A train depot in the center of town serves to transfer tracked vehicles from railcars to flatbed trucks, according to social media posts confirmed as authentic by the Conflict Intelligence Team, a group of independent Russian military analysts.
Gigantic military trucks are parked within sight of the roads, which have, strangely, remained open to public traffic.
One video posted online and authenticated by the Conflict Intelligence Team showed a huge, tracked multiple rocket launcher called a TOS, nicknamed Pinocchio for its bulging, nose-like weapon.

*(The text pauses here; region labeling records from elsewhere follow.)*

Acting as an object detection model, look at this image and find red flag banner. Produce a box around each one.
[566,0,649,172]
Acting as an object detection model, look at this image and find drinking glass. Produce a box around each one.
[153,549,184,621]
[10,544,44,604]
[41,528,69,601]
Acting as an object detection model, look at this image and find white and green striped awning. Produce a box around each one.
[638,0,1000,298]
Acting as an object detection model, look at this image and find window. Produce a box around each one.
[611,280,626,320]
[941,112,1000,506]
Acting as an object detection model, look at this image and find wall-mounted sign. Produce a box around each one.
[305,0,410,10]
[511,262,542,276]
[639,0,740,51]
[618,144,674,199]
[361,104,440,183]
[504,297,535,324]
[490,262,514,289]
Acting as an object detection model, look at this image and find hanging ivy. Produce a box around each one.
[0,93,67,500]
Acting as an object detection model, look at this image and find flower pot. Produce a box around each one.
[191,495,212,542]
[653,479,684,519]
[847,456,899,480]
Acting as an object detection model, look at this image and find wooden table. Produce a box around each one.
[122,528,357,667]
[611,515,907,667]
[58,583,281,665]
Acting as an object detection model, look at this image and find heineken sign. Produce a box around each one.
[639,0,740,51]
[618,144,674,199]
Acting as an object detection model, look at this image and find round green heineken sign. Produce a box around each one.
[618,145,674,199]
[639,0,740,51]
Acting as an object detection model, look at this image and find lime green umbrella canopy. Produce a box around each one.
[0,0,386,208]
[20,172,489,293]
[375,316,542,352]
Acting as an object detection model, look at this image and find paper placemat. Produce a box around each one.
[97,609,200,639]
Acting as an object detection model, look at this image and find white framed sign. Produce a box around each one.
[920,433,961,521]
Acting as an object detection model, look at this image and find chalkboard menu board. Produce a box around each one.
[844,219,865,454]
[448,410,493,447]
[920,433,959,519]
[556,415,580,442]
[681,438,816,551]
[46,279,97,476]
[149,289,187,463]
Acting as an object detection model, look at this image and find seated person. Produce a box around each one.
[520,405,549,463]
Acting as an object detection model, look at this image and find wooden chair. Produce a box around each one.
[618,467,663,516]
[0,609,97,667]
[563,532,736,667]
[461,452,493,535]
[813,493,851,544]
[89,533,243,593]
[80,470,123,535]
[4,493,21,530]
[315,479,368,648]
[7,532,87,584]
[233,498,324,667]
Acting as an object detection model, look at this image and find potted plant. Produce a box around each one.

It chugged along on a flatbed truck between summer homes in Maslovka.
Flatbed trucks also hauled armored personnel carriers called BMPs, the Russian equivalent of Bradley fighting vehicles. Artillery, infantry, special forces units, tanks, missiles and naval landing craft have all been photographed deploying toward the Ukrainian border.
Earlier this month, the Russian military issued a news release to announce the redeployment of the naval landing craft closer to Ukraine, in case anybody was curious. The vessels sailed along rivers and canals connecting the Caspian Sea to the Black Sea. The ministry posted pictures.
Mr. Biden has signaled a desire to de-escalate. In conciliatory comments Thursday, he said the new sanctions were not the most severe the United States could have taken. “I chose to be proportionate,” he said. “The United States is not looking to kick off a cycle of escalation and conflict with Russia.” He has proposed a summit meeting with Mr. Putin.
The Kremlin spokesman, Dmitri S. Peskov, has said repeatedly that Russia is within its rights to garrison soldiers where it pleases within its borders. Russia’s defense minister, Sergei K. Shoigu, said he ordered a nationwide readiness check of the military in response to aggressive moves by NATO.
For the most part, people living around the Pogonovo training ground voiced support for Russia’s military muscle flexing.
“If they calmed down, so would we,” Aleksei, a retired Russian air force mechanic who declined to offer his last name for fear of the authorities, said of the Ukrainians.
But, he added, the Russian military often trained nearby, and this spring’s activity was not unusual. “There’s no alarm going off here,” he said with a shrug. “None at all.”
Not all the residents were so friendly. One man walked to the fence of his yard, scowled and asked me, “Why hasn’t the F.S.B. caught you yet?” referring to Russia’s domestic intelligence agency.
Driving away from the village, military police officers stopped our car — and demanded that we follow them right onto the military training zone, for a conversation with a commander.
The road led past chunky, green military trucks parked in the forest, some with communications antennas sprouting from their roofs, and to a city of tents, all disguised with camouflage netting. “Your presence here is not forbidden,” the commander, Capt. Kirill Smirnov, said. “It is also not recommended.”
The United States and its allies are increasingly worried about the Russian troop buildup, William J. Burns, the C.I.A. director, warned the Senate on Wednesday. The buildup includes enough forces for a possible incursion.
But Mr. Burns said U.S. officials were still trying to determine if the Kremlin was preparing for military action or merely sending a signal.